おそらく,皆さんが多くお使いのコンピュータであれば idle を使ったものの方が少し早く四角形のサイズが変化するのではないかと思います (環境によるものなので timer の方が早くても問題はありません).これは glutIdleFunc により登録された idle 関数は計算に余裕がある時にすぐに呼び出されるためで,おそらく皆さんが上記のプログラムを実行している時には,他にそれを妨げるような動作の重いプログラムは実行していないでしょうから,idle関数は処理の限界に近い速度で呼び出されていることになります.

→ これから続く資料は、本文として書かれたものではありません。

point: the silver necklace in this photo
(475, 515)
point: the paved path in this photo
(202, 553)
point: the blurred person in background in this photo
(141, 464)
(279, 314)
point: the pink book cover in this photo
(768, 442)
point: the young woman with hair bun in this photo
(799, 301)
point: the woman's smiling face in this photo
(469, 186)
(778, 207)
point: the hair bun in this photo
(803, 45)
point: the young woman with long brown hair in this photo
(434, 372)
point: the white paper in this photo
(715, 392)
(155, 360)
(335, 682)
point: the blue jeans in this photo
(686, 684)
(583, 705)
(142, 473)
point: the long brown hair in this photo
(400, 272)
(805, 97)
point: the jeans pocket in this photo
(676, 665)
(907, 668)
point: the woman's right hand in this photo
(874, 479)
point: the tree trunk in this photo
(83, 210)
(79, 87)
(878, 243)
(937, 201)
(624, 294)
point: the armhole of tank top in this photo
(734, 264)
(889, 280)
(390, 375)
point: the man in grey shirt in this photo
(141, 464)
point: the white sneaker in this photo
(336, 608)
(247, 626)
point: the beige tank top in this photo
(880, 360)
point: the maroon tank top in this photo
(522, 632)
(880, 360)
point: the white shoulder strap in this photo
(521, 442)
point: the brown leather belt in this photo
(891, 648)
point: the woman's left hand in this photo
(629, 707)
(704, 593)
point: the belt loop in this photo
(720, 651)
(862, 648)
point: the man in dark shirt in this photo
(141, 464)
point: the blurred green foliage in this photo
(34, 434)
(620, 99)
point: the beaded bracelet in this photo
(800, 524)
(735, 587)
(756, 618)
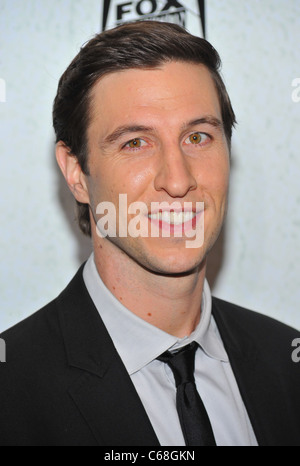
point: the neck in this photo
(169, 302)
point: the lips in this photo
(175, 222)
(173, 218)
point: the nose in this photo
(174, 174)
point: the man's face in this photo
(156, 135)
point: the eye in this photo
(135, 143)
(197, 138)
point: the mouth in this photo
(173, 218)
(176, 223)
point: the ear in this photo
(72, 172)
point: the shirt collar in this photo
(129, 332)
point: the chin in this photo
(174, 264)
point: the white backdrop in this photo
(256, 262)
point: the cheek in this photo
(214, 177)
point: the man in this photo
(143, 119)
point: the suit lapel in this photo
(104, 393)
(259, 384)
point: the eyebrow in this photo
(120, 131)
(207, 119)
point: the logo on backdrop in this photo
(187, 13)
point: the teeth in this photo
(174, 218)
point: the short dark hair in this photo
(143, 44)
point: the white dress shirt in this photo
(139, 343)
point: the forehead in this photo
(172, 91)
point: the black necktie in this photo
(192, 414)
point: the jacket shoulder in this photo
(241, 327)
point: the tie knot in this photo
(182, 363)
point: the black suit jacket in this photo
(64, 384)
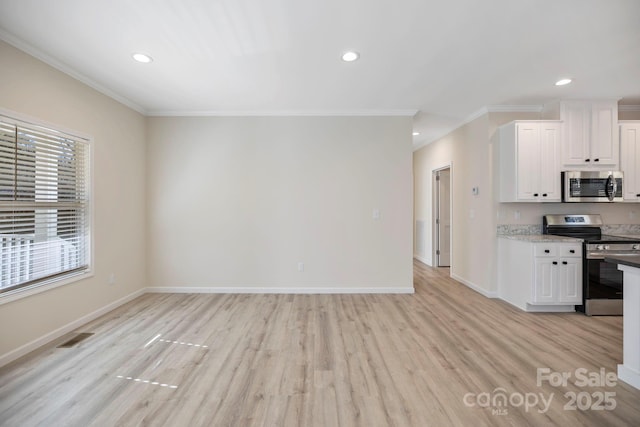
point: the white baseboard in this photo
(422, 260)
(70, 327)
(276, 290)
(482, 291)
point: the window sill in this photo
(18, 294)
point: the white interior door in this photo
(443, 220)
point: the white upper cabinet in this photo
(590, 132)
(530, 161)
(630, 159)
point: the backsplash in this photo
(520, 229)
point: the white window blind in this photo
(44, 204)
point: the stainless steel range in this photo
(602, 281)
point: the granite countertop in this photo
(630, 260)
(540, 238)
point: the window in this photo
(44, 204)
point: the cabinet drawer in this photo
(543, 250)
(571, 251)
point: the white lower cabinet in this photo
(540, 276)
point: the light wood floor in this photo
(319, 360)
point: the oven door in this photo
(592, 186)
(602, 288)
(604, 280)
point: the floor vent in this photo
(75, 340)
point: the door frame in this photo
(435, 208)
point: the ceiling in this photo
(442, 60)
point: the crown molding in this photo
(49, 60)
(479, 113)
(515, 108)
(281, 113)
(628, 107)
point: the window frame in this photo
(67, 278)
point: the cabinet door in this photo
(604, 134)
(570, 280)
(546, 277)
(576, 117)
(549, 174)
(528, 160)
(630, 160)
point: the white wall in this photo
(31, 88)
(237, 203)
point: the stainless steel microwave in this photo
(592, 186)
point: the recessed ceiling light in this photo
(141, 57)
(350, 56)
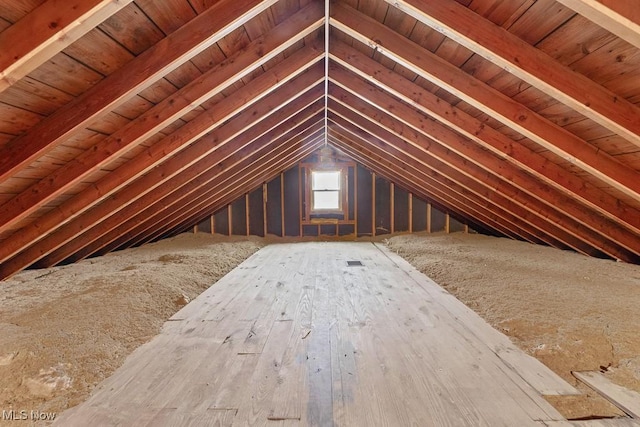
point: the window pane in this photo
(326, 180)
(326, 200)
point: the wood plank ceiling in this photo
(123, 121)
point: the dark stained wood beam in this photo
(186, 42)
(246, 181)
(481, 96)
(506, 215)
(483, 182)
(171, 109)
(621, 18)
(500, 144)
(564, 211)
(445, 204)
(241, 167)
(210, 201)
(192, 166)
(524, 61)
(342, 143)
(417, 179)
(269, 112)
(47, 30)
(257, 89)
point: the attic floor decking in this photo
(296, 336)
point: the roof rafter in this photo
(524, 61)
(486, 136)
(252, 180)
(236, 174)
(370, 151)
(171, 109)
(47, 30)
(460, 173)
(564, 211)
(481, 96)
(157, 176)
(209, 171)
(189, 40)
(618, 17)
(256, 90)
(188, 166)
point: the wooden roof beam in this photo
(500, 144)
(621, 18)
(182, 201)
(47, 30)
(159, 183)
(237, 188)
(171, 109)
(461, 212)
(441, 200)
(484, 181)
(231, 193)
(337, 137)
(169, 53)
(524, 61)
(512, 216)
(417, 180)
(485, 98)
(291, 97)
(476, 178)
(256, 90)
(565, 212)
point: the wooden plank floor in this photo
(295, 336)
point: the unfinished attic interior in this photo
(299, 212)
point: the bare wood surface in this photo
(47, 30)
(623, 398)
(165, 56)
(294, 336)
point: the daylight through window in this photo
(325, 186)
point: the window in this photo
(325, 190)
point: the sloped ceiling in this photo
(122, 121)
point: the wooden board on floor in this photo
(296, 335)
(604, 422)
(623, 398)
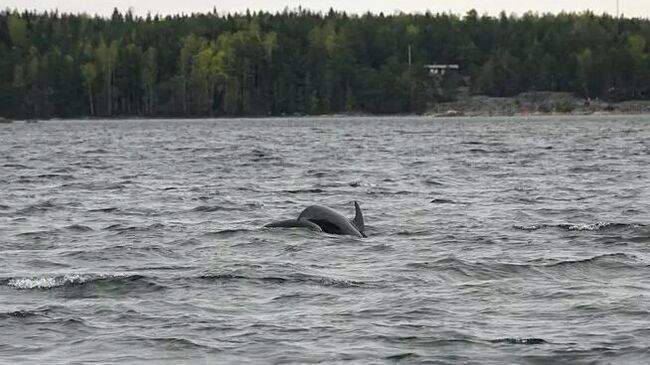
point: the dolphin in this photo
(323, 219)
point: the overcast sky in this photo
(634, 8)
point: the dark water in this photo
(491, 241)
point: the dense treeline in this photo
(64, 65)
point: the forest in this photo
(299, 62)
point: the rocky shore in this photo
(535, 103)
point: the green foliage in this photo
(298, 62)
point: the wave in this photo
(17, 166)
(443, 201)
(310, 191)
(39, 207)
(520, 341)
(464, 269)
(598, 226)
(123, 229)
(292, 278)
(78, 228)
(214, 208)
(119, 282)
(604, 258)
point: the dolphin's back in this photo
(329, 220)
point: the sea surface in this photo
(490, 241)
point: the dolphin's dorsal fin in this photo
(358, 218)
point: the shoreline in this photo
(533, 104)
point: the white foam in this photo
(45, 282)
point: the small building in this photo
(440, 69)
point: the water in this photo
(491, 241)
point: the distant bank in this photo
(536, 103)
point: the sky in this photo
(630, 8)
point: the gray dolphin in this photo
(324, 219)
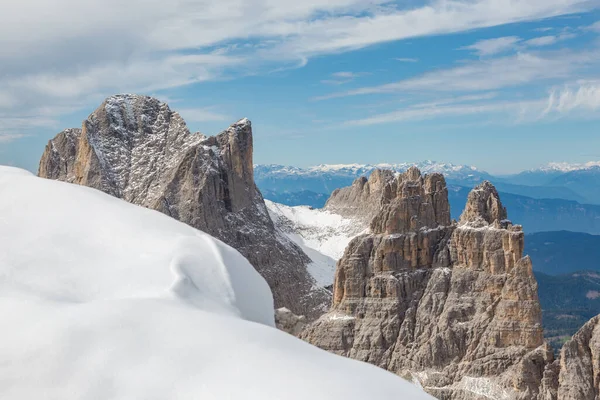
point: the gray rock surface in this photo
(452, 307)
(289, 322)
(579, 368)
(136, 148)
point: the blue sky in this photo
(505, 85)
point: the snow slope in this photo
(322, 235)
(101, 299)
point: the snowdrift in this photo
(101, 299)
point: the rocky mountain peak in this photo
(451, 307)
(411, 202)
(484, 206)
(136, 148)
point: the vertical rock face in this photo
(57, 160)
(136, 148)
(579, 376)
(453, 307)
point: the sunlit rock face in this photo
(138, 149)
(452, 306)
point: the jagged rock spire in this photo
(484, 205)
(137, 149)
(411, 202)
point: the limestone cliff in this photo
(576, 375)
(453, 307)
(136, 148)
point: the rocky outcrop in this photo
(364, 199)
(452, 306)
(136, 148)
(576, 376)
(58, 158)
(289, 322)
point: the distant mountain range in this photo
(576, 182)
(558, 253)
(553, 198)
(568, 301)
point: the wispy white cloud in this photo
(517, 70)
(102, 46)
(489, 47)
(584, 97)
(411, 60)
(202, 115)
(342, 77)
(581, 100)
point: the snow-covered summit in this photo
(567, 167)
(101, 299)
(356, 170)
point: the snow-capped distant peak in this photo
(365, 169)
(568, 167)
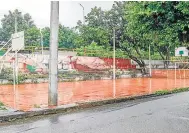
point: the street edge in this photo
(74, 107)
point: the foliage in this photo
(99, 51)
(67, 37)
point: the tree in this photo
(68, 38)
(163, 23)
(32, 37)
(24, 22)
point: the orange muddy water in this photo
(28, 96)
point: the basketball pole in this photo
(53, 61)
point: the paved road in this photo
(165, 115)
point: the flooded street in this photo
(28, 96)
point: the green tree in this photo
(24, 22)
(32, 36)
(68, 38)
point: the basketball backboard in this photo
(181, 51)
(18, 41)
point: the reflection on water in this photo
(26, 96)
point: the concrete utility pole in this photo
(16, 52)
(53, 61)
(83, 13)
(150, 69)
(114, 66)
(41, 42)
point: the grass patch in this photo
(1, 104)
(165, 92)
(36, 106)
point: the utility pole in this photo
(150, 69)
(41, 42)
(53, 61)
(83, 13)
(114, 65)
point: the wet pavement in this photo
(168, 114)
(28, 96)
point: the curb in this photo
(71, 107)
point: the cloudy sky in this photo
(70, 11)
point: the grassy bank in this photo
(165, 92)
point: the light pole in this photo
(83, 13)
(150, 69)
(53, 61)
(41, 42)
(114, 65)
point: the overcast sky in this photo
(70, 11)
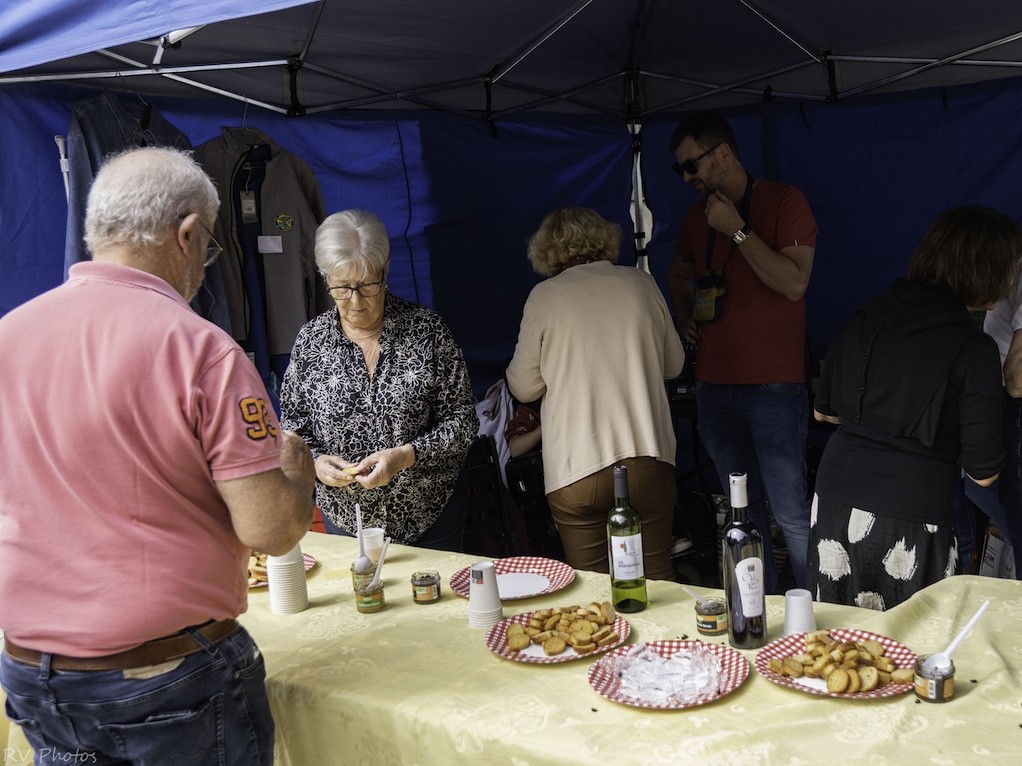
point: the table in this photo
(415, 684)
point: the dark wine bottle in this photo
(628, 578)
(743, 572)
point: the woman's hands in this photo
(372, 471)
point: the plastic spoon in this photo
(942, 661)
(363, 564)
(694, 594)
(379, 565)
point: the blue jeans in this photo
(760, 430)
(210, 710)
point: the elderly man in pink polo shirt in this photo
(139, 464)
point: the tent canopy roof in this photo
(492, 57)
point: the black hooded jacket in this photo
(917, 386)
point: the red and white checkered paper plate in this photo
(308, 559)
(795, 644)
(497, 642)
(734, 667)
(520, 577)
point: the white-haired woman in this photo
(379, 390)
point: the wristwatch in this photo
(741, 235)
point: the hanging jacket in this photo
(291, 208)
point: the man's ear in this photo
(187, 231)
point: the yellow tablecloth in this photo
(415, 684)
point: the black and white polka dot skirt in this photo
(867, 560)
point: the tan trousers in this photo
(579, 510)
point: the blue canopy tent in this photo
(464, 122)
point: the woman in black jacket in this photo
(915, 386)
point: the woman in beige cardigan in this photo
(596, 344)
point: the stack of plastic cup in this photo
(373, 539)
(798, 617)
(484, 608)
(286, 575)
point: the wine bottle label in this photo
(625, 553)
(749, 576)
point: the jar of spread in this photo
(934, 684)
(360, 577)
(711, 616)
(369, 597)
(426, 586)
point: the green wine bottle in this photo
(743, 572)
(628, 578)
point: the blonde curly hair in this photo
(568, 233)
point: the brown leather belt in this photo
(150, 653)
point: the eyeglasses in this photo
(366, 290)
(691, 166)
(213, 249)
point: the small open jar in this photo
(711, 616)
(934, 684)
(369, 597)
(426, 586)
(359, 577)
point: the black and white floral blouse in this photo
(419, 394)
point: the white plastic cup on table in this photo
(286, 580)
(484, 607)
(373, 539)
(798, 616)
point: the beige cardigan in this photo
(596, 343)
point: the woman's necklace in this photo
(372, 356)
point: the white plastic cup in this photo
(798, 616)
(373, 539)
(288, 589)
(294, 555)
(484, 607)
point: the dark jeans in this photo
(1002, 501)
(760, 430)
(211, 709)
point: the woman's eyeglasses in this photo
(366, 290)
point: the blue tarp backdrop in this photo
(460, 199)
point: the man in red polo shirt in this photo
(139, 465)
(757, 238)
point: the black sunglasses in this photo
(690, 166)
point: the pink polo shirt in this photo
(120, 410)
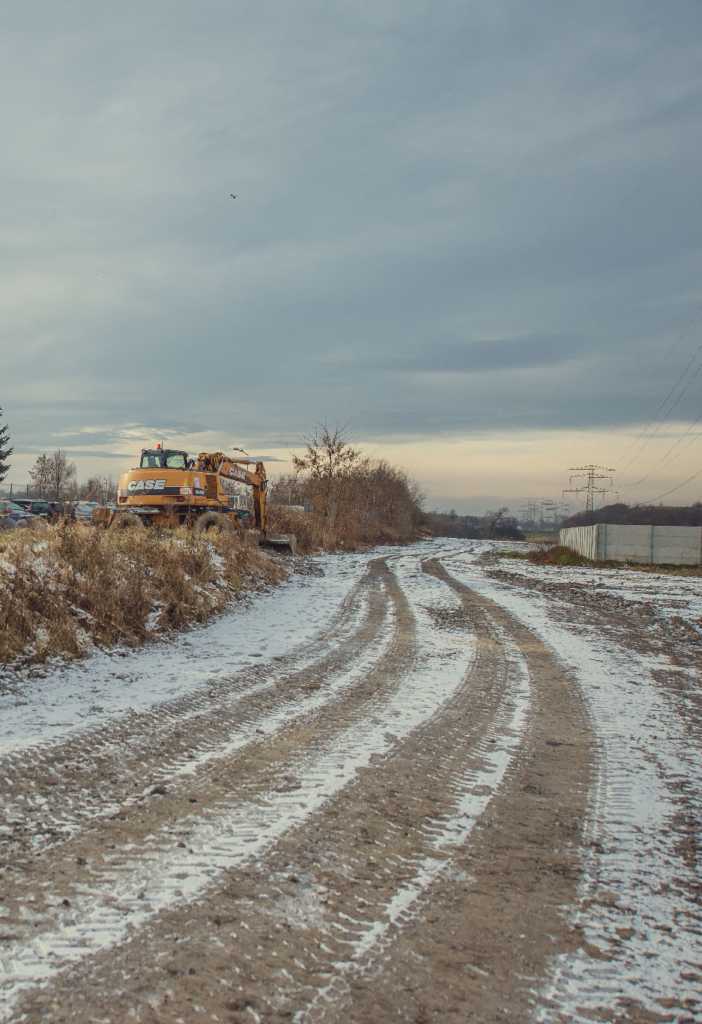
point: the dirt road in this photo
(395, 808)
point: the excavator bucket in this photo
(282, 543)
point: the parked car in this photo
(12, 515)
(82, 511)
(40, 508)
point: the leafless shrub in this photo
(356, 501)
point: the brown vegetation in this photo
(639, 515)
(356, 501)
(64, 590)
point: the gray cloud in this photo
(407, 176)
(500, 354)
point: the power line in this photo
(694, 476)
(590, 472)
(662, 460)
(645, 388)
(660, 408)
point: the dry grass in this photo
(557, 555)
(64, 590)
(319, 532)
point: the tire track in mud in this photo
(106, 866)
(422, 888)
(50, 792)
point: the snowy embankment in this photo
(640, 899)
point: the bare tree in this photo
(328, 461)
(53, 476)
(491, 520)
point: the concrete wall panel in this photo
(647, 545)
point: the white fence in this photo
(651, 545)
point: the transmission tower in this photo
(591, 487)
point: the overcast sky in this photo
(472, 229)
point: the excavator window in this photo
(163, 459)
(151, 461)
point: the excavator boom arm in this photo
(237, 469)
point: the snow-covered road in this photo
(440, 707)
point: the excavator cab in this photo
(165, 459)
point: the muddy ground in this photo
(403, 817)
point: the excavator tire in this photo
(211, 520)
(126, 520)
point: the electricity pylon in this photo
(593, 473)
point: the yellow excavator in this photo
(170, 488)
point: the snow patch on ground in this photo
(638, 905)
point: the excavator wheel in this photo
(126, 520)
(211, 520)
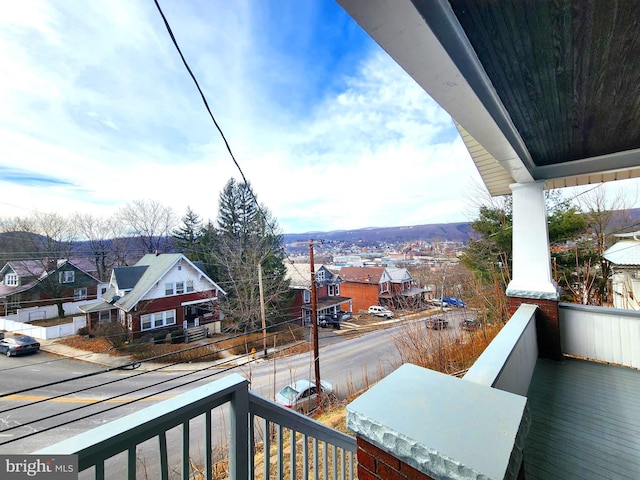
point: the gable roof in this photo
(35, 271)
(624, 252)
(142, 276)
(544, 91)
(398, 274)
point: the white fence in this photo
(600, 333)
(19, 323)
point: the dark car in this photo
(12, 346)
(437, 323)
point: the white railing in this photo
(599, 333)
(509, 360)
(257, 428)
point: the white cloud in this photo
(98, 110)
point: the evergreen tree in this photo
(186, 238)
(247, 236)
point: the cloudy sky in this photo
(97, 110)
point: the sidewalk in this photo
(127, 363)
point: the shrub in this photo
(177, 336)
(159, 337)
(115, 333)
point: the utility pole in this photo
(314, 321)
(262, 315)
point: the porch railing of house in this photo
(600, 333)
(263, 439)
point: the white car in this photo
(379, 311)
(301, 395)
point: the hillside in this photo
(457, 232)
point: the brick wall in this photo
(376, 464)
(547, 325)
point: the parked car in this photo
(437, 323)
(329, 321)
(12, 346)
(379, 311)
(469, 324)
(454, 302)
(301, 395)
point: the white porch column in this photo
(532, 277)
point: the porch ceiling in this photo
(545, 90)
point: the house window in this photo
(157, 320)
(68, 276)
(80, 294)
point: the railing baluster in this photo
(100, 470)
(292, 455)
(186, 468)
(239, 444)
(280, 453)
(335, 462)
(267, 449)
(164, 465)
(305, 457)
(325, 455)
(132, 459)
(208, 461)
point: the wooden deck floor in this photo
(585, 422)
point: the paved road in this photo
(349, 365)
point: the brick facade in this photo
(376, 464)
(547, 325)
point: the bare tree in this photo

一方でglutTimerFuncは,その第一引数に与えらた時間 (単位はミリ秒) だけ後に,第2引数に与えられた timer 関数を呼び出されることを予約しています.すると,呼び出された timer 関数の中で再び100ミリ秒後に自分自身が呼ばれるように再予約がなされ,結果として,timer関数が100ミリ秒に1回呼び出されるようになります.なおglutTimerFunc の第3引数に与えられる値は,そのまま timer 関数の引数として渡されるので,これを処理内容の分岐に使うこともできます(特に決まった使い方があるわけではない).

さて,結局,どちらを使えばいいのでしょうか?これに関しては,時と場合による部分もありますが glutIdleFunc でできることは,ほとんどglutTimerFuncを使えばできてしまう (第1引数に0を入れればいい) ので,どちらか一方だけを覚えるのならば glutTimerFunc を使うのが良いでしょう.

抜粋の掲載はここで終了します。